Bielefeld: Kommentar zum Kita-Beginn
Das Risiko bleibt

Bielefeld (WB). Vier Mal so viel Kinder wie zuletzt werden ab Montag wieder in die 147 Kitas gehen. Knapp 4000 Mädchen und Jungen waren dort zuletzt “notbetreut”. Bis zu 12.500 Bielefelder Kinder werden es im eingeschränkten Betrieb zu Wochenbeginn sein. Aktuell gibt es keine Studienlage, die echte Schlüsse zulässt, inwieweit Kinder zur Verbreitung des Virus beitragen.
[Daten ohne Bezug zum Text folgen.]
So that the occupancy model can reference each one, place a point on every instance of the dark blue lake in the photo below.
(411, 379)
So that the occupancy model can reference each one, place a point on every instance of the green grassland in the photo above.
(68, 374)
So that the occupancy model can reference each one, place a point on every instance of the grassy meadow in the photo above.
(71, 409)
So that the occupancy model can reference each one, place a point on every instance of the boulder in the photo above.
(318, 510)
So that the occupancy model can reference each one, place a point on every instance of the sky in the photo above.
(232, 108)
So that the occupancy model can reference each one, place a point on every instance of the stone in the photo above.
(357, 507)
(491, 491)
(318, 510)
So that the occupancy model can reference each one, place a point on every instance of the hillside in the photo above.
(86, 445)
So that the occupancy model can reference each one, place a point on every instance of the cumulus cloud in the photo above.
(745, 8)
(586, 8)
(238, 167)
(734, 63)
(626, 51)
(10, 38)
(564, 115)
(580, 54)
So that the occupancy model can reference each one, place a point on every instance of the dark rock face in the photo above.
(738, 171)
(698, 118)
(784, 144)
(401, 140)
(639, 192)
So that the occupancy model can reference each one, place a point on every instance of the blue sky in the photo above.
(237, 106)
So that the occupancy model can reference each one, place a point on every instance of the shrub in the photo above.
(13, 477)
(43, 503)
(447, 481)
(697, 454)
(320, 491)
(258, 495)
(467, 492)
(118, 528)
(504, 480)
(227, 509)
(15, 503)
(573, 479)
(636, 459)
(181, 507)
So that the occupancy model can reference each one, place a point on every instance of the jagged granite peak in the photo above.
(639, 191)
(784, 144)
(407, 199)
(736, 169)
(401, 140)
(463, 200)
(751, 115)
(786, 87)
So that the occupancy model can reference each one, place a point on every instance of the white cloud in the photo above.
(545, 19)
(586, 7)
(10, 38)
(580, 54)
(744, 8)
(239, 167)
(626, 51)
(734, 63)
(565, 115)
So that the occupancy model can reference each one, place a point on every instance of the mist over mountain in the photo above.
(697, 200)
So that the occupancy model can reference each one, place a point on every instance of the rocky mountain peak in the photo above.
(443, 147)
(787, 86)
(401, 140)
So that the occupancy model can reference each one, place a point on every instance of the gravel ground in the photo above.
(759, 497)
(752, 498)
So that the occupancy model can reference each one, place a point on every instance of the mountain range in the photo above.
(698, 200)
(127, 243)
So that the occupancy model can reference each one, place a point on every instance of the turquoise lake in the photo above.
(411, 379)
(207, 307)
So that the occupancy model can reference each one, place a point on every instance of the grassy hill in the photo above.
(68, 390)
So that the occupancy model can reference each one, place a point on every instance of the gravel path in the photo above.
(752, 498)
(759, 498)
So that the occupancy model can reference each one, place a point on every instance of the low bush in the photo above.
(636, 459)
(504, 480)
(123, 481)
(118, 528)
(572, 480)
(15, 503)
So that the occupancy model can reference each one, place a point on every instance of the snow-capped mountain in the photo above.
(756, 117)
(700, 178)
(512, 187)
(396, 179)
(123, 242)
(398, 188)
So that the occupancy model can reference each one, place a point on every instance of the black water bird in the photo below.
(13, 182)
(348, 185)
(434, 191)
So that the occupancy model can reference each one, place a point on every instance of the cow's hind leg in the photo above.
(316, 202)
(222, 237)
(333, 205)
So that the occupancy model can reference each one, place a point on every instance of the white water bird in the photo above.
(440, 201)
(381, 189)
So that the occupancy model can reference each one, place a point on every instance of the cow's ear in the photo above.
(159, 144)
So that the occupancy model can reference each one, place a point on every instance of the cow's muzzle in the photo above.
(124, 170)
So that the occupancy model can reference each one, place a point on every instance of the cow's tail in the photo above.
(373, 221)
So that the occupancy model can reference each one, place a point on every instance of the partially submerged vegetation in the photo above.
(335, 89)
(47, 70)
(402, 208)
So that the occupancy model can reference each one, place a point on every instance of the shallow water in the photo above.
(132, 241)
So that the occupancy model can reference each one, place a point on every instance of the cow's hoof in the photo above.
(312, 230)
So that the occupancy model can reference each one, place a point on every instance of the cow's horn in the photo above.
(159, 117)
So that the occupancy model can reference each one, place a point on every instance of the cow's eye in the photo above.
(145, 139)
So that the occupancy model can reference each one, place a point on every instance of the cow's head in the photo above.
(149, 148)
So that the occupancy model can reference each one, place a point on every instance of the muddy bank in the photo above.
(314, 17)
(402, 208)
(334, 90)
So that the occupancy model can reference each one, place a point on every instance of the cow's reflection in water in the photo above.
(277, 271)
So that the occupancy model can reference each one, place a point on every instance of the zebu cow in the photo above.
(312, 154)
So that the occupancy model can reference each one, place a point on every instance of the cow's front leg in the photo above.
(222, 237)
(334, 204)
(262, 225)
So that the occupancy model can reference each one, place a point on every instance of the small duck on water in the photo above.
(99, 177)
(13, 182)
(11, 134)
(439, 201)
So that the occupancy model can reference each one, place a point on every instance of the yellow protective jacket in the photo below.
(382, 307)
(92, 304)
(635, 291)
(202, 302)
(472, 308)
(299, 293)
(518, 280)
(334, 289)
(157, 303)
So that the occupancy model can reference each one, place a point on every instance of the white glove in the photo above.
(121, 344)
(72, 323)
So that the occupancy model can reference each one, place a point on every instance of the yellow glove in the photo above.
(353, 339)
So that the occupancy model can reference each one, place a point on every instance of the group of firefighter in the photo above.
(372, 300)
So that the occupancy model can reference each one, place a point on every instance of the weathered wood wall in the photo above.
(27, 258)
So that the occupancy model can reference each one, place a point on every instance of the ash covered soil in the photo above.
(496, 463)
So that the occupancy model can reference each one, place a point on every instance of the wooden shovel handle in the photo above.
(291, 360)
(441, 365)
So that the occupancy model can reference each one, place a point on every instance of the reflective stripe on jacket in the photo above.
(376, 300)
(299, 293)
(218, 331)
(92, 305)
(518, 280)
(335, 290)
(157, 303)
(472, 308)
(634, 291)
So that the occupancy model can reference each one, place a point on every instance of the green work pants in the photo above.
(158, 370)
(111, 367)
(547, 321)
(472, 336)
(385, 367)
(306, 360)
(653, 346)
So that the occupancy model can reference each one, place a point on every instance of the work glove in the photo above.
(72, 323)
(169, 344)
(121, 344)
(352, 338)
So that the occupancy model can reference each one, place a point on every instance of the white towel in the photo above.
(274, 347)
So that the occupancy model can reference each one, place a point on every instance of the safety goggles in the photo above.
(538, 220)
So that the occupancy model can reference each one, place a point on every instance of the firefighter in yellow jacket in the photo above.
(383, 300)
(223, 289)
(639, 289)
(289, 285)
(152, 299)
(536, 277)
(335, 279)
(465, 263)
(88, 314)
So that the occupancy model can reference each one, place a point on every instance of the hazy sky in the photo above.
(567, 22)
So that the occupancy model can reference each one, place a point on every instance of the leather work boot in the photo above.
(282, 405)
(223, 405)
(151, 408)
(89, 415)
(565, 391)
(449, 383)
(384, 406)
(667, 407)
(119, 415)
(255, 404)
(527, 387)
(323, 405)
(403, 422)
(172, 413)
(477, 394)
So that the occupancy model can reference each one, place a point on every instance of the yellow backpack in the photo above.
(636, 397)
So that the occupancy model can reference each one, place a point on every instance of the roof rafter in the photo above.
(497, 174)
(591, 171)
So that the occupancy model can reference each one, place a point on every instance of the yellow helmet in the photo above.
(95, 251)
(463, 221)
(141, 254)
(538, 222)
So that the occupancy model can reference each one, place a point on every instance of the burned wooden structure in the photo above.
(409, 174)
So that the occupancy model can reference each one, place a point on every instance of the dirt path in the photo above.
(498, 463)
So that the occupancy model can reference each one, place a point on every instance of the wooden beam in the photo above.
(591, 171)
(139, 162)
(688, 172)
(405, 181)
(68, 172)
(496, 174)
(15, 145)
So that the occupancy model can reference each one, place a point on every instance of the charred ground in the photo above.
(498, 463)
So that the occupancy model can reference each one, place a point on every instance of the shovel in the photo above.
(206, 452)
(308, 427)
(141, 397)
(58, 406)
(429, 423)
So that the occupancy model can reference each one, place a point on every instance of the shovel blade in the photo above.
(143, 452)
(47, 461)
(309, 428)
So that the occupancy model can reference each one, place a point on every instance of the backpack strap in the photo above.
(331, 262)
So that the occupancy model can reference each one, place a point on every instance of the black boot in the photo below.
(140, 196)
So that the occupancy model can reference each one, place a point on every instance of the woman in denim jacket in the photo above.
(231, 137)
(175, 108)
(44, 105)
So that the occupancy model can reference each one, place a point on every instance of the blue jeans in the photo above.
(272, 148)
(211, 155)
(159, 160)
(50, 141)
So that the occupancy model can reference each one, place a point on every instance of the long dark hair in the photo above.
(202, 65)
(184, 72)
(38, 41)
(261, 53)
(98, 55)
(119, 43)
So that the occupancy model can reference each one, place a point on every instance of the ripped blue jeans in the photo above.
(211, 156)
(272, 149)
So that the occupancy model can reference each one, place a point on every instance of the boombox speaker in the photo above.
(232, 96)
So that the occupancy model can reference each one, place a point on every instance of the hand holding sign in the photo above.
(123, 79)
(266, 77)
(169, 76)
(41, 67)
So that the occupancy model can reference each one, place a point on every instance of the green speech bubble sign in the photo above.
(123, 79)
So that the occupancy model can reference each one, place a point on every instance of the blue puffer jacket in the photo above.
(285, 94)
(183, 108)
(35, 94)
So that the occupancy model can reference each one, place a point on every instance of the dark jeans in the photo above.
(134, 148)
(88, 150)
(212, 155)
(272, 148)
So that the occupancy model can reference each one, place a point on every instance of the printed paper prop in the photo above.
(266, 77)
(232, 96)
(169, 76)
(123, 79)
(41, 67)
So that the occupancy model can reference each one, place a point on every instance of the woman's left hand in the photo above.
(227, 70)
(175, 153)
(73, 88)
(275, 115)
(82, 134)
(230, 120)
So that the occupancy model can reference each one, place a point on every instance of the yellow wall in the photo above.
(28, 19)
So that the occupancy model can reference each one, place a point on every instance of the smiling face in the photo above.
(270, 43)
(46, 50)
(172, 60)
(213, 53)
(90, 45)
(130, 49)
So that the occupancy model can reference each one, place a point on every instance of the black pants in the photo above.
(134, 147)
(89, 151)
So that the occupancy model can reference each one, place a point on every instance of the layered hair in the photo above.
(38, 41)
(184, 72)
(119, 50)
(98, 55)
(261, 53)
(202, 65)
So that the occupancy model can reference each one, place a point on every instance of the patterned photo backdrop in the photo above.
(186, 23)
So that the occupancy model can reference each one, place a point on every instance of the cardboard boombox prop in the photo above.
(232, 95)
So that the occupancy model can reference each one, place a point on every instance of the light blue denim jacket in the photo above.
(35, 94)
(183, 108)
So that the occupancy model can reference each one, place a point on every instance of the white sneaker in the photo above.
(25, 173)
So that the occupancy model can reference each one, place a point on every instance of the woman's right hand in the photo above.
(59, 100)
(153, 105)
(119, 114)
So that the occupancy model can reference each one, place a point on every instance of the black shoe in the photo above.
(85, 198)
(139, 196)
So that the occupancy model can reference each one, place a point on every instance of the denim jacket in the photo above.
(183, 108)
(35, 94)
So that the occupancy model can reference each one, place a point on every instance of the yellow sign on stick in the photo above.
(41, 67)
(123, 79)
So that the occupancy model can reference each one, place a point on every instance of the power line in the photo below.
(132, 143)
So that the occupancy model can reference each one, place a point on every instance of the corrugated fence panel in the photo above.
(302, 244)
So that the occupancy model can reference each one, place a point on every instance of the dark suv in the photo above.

Samstag, 06.06.2020, 08:05 Uhr aktualisiert: 07.06.2020, 06:33 Uhr
Bis zu 12.500 KInder werden ab Montag wieder in die Bielefelder Kitas gehen. Foto: dpa

Wenn Läuse, „Magen-Darm” oder „Hand-Mund-Fuß” im Kindergarten grassieren, ist die Aufregung bei Eltern verständlicherweise groß. Ab Montag ist die Herausforderung eine andere. Wegen des gefährlichen Virus gilt es für alle Beteiligten, einen verantwortungsvollen Weg zu finden.

Keine Garantie

Eine Garantie dafür, dass alles reibungslos klappt, hoffentlich niemand erkrankt und erst recht kein Angehöriger im Zusammenhang mit der Kita-Öffnung sterben muss, gibt es nicht. Die Gewerkschaft Erziehung und Wissenschaft (GEW) sieht die Gesundheit von Erzieherinnen gefährdet. Je größer die Gruppe, desto größer sei die Gefahr für die Pädagogen. Und weiter: Die Menschen sollen weiterhin 1,5 Meter Abstand halten, aber für bis zu 25 Kinder in oft zu kleinen und schlecht zu belüftenden Räumen in Kitas oder Schulen ist das kaum umsetzbar.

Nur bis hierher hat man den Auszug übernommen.